Plant α-Glucosidase: Molecular Analysis of Rice α-Glucosidase and Degradation Mechanism of Starch Granules in Germination Stage

Abstract

In germination of plant seeds, storage starch is principally degraded by the combination of amylolytic enzymes. As starch is an insoluble granule, a conventional view of the degradation pathway is that the initial attack is performed by α-amylase having the starch granule-binding ability. Plant α-glucosidase was also capable of adsorbing and hydrolyzing starch granules directly, indicating a possible second pathway: the direct liberation of glucose from starch granules by plant α-glucosidase rather than the α-amylase-mediated system. We found that the starch-binding site of plant α-glucosidase was situated in its C-terminal region, of which function was independent of the catalytic domain.

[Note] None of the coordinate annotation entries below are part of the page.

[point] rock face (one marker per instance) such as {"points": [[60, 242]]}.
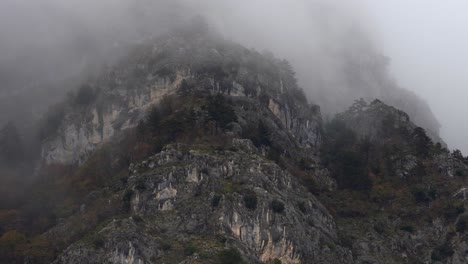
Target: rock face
{"points": [[243, 172], [198, 194], [174, 64]]}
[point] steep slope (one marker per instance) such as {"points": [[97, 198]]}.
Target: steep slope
{"points": [[194, 150], [395, 200]]}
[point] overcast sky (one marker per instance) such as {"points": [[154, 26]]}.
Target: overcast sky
{"points": [[427, 41]]}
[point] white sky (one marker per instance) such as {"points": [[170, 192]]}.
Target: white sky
{"points": [[427, 41]]}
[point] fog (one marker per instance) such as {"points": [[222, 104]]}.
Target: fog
{"points": [[341, 50]]}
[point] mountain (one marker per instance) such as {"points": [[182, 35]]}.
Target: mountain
{"points": [[194, 149]]}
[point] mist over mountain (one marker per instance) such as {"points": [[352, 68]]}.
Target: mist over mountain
{"points": [[217, 132], [51, 46]]}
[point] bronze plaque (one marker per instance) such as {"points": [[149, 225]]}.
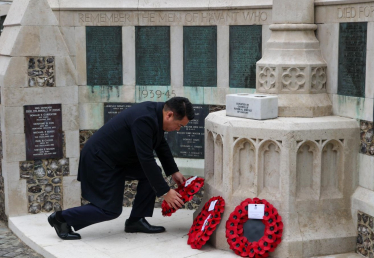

Site-directed mutagenesis analysis on the aromatic amino acid residues conserved in this region revealed that Trp803 and Phe895 of rice α-glucosidase were responsible for binding to starch granules. Mold α-glucosidases were devoid of the ability to attack starch granules. In plant seeds, multiple α-glucosidases have been observed. Two types of α-glucosidases, insoluble and soluble enzymes, were found in the germinating stage of rice. Expression patterns of their activities classified 14 rice varieties into two groups (Groups 1 and 2). In Group 1 varieties, insoluble enzyme decreased immediately after germination. The soluble enzyme increased by de novo synthesis. Group 2 maintained a constant activity level of insoluble and soluble α-glucosidases in germination. From Groups 1 and 2, we selected varieties of Akamai and Nipponbare, respectively, of which analysis elucidated interesting molecular mechanisms of insoluble and soluble enzymes: i) isoform and isozyme formations by post-translational proteolysis as well as by chromosomal gene expression; ii) characterization of purified enzymes exhibiting different activities to starch granules.